HDFS Setup

Driverless AI allows you to explore HDFS data sources from within the Driverless AI application. This section provides instructions for configuring Driverless AI to work with HDFS.

Description of Configuration Attributes

  • hdfs_auth_type: Selects HDFS authentication. Available values are:

    • principal
    • keytab
    • keytabimpersionation
    • noauth
  • hdfs_core_site_xml_path: The location of core-site.xml configuration file.

HDFS Setup in Docker

The following examples demonstrate how to configure the HDFS connector when Driverless AI is running inside Docker.

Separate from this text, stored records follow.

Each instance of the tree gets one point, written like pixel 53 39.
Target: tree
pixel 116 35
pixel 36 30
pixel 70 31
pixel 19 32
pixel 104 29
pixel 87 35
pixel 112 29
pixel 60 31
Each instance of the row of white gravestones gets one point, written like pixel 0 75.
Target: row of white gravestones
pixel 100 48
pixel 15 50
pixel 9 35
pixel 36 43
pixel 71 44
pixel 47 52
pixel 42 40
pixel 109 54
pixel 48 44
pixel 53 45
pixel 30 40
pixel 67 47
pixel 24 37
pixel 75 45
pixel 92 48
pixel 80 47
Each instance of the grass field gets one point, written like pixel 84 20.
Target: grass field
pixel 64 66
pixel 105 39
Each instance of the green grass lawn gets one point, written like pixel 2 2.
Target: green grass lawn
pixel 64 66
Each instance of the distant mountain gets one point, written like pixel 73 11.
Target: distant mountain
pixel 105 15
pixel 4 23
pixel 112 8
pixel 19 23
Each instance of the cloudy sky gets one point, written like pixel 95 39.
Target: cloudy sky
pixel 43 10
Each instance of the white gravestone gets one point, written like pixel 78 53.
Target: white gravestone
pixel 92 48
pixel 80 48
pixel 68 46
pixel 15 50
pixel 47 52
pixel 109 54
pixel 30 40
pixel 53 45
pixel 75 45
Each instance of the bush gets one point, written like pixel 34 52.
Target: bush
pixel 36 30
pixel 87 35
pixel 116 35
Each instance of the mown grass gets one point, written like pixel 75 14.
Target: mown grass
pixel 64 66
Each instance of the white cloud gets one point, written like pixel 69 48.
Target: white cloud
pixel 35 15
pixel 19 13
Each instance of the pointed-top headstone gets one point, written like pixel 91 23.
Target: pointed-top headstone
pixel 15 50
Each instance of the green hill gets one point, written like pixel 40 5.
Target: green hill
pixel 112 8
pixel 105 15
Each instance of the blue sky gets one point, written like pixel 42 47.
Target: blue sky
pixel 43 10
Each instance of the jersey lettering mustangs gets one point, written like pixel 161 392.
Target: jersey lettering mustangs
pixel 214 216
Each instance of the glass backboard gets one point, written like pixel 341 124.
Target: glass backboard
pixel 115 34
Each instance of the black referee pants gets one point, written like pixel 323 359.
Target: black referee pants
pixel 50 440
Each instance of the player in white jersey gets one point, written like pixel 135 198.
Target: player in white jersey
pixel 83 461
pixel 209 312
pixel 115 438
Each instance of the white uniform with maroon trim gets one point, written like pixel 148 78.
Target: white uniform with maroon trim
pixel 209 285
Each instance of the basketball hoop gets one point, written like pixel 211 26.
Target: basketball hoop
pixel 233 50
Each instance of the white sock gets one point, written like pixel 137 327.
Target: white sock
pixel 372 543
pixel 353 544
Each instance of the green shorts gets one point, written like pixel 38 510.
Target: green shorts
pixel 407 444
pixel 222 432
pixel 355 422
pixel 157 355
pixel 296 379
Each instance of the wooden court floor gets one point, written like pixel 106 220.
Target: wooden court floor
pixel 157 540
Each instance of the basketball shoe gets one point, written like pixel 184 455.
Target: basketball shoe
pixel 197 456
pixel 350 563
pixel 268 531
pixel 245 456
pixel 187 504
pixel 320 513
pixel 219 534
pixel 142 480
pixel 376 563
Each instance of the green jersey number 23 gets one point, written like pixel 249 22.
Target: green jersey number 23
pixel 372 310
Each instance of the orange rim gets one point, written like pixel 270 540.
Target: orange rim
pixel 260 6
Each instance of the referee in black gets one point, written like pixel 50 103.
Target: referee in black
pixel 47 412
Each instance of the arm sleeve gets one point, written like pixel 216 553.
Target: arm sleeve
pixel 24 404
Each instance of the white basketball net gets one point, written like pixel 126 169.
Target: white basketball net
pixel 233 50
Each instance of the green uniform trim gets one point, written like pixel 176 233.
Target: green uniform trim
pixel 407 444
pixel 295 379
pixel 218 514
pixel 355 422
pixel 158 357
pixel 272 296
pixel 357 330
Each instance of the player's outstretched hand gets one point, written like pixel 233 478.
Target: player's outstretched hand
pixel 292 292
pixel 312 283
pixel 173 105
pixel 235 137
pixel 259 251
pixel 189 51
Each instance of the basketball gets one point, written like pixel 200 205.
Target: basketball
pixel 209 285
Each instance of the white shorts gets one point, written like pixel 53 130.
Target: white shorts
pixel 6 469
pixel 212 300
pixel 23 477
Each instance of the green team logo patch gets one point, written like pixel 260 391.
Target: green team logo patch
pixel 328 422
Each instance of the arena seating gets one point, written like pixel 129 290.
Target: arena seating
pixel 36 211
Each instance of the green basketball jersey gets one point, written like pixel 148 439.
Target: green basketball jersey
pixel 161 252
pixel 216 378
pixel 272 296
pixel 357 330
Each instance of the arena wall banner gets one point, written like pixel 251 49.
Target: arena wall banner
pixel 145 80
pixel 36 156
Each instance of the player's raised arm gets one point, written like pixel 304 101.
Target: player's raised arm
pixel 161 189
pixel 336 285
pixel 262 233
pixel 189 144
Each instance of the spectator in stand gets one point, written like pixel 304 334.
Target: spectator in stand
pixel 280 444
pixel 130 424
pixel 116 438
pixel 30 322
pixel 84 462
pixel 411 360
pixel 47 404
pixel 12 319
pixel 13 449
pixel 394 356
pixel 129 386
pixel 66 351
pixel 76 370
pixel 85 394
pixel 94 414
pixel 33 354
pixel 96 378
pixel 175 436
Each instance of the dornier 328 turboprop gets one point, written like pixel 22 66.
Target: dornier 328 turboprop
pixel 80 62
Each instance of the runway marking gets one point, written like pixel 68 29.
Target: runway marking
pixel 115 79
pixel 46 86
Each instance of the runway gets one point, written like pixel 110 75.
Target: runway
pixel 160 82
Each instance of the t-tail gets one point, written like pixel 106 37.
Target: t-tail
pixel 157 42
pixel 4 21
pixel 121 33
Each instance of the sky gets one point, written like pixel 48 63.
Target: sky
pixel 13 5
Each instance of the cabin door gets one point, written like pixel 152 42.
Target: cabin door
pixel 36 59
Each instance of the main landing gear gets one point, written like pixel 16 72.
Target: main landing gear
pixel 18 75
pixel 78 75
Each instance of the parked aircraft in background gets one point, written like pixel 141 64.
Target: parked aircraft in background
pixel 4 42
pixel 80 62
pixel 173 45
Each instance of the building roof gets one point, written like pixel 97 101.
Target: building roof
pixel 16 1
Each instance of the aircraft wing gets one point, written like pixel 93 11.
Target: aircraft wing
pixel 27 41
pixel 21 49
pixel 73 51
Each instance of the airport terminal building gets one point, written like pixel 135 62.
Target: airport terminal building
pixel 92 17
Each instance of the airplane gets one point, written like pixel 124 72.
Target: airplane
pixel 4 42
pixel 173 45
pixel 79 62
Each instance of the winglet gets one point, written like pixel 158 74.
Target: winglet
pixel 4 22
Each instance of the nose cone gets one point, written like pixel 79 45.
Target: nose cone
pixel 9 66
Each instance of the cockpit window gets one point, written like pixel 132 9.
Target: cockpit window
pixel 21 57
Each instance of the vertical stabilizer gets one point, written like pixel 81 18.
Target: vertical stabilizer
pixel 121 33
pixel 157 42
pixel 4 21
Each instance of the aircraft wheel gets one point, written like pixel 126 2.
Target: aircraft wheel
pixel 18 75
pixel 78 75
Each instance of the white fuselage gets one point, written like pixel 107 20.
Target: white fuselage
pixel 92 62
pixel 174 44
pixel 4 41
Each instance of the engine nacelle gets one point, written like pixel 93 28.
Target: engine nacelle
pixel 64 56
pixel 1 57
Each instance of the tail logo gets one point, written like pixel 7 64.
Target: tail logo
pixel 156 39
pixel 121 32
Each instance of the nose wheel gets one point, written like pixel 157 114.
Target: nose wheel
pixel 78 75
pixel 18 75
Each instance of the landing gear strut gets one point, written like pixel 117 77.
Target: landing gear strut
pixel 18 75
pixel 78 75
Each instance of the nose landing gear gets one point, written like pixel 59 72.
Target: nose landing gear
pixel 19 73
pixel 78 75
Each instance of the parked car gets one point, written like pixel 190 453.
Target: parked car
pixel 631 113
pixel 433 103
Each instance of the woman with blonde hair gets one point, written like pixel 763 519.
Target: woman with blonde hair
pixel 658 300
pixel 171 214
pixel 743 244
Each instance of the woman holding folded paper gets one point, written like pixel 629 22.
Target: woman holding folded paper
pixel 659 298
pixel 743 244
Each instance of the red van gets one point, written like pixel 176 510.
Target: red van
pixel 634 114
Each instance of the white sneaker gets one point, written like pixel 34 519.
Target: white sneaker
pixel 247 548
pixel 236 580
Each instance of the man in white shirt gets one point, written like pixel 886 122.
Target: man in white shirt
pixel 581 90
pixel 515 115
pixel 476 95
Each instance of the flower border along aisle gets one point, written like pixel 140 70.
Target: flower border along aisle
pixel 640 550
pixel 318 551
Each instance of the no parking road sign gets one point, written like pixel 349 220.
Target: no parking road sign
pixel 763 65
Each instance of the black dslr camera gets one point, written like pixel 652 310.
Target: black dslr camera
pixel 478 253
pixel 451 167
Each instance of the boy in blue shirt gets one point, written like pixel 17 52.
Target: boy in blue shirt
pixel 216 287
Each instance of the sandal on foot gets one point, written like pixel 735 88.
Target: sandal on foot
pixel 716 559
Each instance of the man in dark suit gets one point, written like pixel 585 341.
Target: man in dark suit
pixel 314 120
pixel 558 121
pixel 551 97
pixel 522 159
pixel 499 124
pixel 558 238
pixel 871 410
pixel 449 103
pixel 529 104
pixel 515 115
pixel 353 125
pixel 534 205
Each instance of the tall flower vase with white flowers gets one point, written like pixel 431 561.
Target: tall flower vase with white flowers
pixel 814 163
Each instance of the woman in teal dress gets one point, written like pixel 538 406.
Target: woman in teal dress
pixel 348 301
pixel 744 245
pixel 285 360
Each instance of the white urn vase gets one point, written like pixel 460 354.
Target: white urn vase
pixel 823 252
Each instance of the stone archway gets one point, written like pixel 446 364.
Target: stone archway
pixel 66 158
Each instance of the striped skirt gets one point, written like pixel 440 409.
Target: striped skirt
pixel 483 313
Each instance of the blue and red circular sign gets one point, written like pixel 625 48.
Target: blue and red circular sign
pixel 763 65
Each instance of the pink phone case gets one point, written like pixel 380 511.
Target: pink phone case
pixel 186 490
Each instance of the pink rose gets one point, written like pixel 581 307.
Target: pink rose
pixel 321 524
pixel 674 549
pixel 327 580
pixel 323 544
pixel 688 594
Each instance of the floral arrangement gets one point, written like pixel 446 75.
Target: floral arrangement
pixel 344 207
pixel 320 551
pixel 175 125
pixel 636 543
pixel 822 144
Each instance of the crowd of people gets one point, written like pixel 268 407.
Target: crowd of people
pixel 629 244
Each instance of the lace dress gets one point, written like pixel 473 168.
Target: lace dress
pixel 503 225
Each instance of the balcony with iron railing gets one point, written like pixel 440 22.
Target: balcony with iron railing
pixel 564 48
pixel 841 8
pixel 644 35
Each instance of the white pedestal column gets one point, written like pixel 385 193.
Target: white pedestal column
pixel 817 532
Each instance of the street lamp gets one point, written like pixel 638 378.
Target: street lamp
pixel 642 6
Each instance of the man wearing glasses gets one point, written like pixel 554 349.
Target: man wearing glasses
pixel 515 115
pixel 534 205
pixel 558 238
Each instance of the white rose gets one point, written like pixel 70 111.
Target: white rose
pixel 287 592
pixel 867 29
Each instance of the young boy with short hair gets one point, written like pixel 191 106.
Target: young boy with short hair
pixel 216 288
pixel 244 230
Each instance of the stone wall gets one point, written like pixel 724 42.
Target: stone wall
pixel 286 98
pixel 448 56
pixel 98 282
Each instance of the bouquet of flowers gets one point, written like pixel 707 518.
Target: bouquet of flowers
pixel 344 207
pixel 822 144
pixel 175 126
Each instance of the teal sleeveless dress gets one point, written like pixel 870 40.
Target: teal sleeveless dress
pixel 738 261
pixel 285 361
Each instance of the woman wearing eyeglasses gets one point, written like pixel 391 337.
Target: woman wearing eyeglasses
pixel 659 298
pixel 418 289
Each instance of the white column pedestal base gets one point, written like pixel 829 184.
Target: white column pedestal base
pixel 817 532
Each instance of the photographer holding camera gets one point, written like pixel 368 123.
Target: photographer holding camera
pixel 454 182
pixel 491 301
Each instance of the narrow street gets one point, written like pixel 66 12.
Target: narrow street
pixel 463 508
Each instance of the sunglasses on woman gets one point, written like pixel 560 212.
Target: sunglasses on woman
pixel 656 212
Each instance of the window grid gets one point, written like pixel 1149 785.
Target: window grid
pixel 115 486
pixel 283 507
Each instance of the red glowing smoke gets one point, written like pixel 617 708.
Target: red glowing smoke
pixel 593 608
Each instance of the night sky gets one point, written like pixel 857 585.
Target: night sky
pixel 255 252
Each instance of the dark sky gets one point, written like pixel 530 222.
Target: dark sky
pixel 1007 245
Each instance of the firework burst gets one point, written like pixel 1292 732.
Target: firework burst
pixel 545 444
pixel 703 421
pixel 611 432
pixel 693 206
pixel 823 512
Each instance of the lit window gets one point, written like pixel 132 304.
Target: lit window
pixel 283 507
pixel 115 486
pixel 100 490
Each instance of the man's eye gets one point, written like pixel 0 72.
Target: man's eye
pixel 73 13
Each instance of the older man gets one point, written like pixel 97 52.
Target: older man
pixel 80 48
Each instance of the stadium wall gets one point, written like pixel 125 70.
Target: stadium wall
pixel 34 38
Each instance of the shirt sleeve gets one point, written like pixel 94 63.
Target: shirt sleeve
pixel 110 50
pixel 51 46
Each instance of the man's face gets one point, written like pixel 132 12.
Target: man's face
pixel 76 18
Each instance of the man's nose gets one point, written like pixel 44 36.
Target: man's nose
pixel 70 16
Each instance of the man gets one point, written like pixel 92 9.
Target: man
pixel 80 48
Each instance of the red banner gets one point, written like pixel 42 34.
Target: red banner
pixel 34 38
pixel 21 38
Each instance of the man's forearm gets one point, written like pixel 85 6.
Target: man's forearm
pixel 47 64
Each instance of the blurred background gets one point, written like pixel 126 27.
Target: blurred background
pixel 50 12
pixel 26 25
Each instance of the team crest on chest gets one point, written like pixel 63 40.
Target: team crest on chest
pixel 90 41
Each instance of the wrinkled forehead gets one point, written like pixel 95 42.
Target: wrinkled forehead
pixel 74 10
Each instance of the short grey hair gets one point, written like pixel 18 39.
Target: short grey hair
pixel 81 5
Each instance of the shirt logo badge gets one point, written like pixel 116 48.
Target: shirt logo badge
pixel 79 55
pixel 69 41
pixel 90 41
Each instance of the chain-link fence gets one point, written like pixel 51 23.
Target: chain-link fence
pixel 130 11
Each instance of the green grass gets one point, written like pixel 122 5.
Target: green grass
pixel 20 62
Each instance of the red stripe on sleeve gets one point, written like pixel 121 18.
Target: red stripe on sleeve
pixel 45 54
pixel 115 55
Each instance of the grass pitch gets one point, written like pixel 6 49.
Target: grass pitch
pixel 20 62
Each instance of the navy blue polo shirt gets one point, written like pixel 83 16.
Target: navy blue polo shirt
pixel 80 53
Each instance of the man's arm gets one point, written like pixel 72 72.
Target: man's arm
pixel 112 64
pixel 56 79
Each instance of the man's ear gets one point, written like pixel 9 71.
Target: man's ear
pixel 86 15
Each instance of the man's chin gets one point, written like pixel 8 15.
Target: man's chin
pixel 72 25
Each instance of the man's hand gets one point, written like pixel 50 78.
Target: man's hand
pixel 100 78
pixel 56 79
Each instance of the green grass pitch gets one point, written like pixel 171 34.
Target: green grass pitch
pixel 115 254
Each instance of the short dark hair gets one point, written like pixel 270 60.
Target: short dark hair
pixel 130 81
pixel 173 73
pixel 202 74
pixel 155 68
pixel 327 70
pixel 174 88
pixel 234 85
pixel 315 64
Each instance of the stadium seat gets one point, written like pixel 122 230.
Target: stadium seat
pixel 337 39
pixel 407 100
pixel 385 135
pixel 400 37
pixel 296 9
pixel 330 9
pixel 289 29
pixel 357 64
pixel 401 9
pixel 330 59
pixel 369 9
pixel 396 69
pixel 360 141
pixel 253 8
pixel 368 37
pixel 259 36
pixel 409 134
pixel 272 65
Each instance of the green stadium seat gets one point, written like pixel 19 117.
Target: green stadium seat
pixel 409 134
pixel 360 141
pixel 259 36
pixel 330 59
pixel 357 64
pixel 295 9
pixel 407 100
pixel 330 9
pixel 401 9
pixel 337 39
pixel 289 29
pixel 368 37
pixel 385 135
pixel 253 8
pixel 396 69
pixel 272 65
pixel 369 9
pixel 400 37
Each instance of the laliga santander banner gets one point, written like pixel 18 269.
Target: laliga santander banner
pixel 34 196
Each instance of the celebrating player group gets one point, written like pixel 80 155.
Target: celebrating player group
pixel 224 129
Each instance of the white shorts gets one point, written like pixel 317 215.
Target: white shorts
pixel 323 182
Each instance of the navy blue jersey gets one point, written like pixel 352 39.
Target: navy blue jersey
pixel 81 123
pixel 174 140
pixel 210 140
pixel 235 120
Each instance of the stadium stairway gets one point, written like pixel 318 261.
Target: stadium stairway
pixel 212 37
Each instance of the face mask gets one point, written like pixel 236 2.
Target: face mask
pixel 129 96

HDFS with No Authentication

This example enables the HDFS data connector and disables HDFS authentication. It does not pass any HDFS configuration file; however it configures Docker DNS by passing the name and IP of the HDFS name node. This allows users to reference data stored in HDFS directly using name node address, for example: hdfs://name.node/datasets/iris.csv.

nvidia-docker run \
 --add-host name.node:172.16.2.186 \
 -e DRIVERLESS_AI_ENABLED_FILE_SYSTEMS="file,hdfs" \
 -e DRIVERLESS_AI_HDFS_AUTH_TYPE='noauth'  \
 -p 12345:12345 \
 --init -it --rm \
 -v /tmp/dtmp/:/tmp \
 -v /tmp/dlog/:/log \
 -u $(id -u):$(id -g) \
 opsh2oai/h2oai-runtime

HDFS with Keytab-Based Authentication

This example:

  • Places keytabs in the /tmp/dtmp folder on your machine and provides the file path as described below.
  • Configures the environment variable DRIVERLESS_AI_HDFS_APP_PRINCIPAL_USER to reference a user for whom the keytab was created (usually in the form of user@realm).
# Docker instructions
nvidia-docker run \
 -e DRIVERLESS_AI_ENABLED_FILE_SYSTEMS="file,hdfs" \
 -e DRIVERLESS_AI_HDFS_AUTH_TYPE='Keytab'  \
 -e DRIVERLESS_AI_KEY_TAB_PATH='tmp/<<keytabname>>' \
 -e DRIVERLESS_AI_HDFS_APP_PRINCIPAL_USER='<<user@kerberosrealm>>' \
 -p 12345:12345 \
 --init -it --rm \
 -v /tmp/dtmp/:/tmp \
 -v /tmp/dlog/:/log \
 -u $(id -u):$(id -g) \
 opsh2oai/h2oai-runtime

HDFS with Keytab-Based Impersonation

The example:

  • Places keytabs in the /tmp/dtmp folder on your machine and provides the file path as described below.
  • Configures the DRIVERLESS_AI_HDFS_APP_PRINCIPAL_USER variable, which references a user for whom the keytab was created (usually in the form of user@realm).
  • Configures the DRIVERLESS_AI_HDFS_APP_LOGIN_USER variable, which references a user who is being impersonated (usually in the form of user@realm).
# Docker instructions
nvidia-docker run \
 -e DRIVERLESS_AI_ENABLED_FILE_SYSTEMS="file,hdfs" \
 -e DRIVERLESS_AI_HDFS_AUTH_TYPE='Keytab'  \
 -e DRIVERLESS_AI_KEY_TAB_PATH='tmp/<<keytabname>>' \
 -e DRIVERLESS_AI_HDFS_APP_PRINCIPAL_USER='<<appuser@kerberosrealm>>' \
 -e DRIVERLESS_AI_HDFS_APP_LOGIN_USER='<<thisuser@kerberosrealm>>' \
 -p 12345:12345 \
 --init -it --rm \
 -v /tmp/dtmp/:/tmp \
 -v /tmp/dlog/:/log \
 -u $(id -u):$(id -g) \
 opsh2oai/h2oai-runtime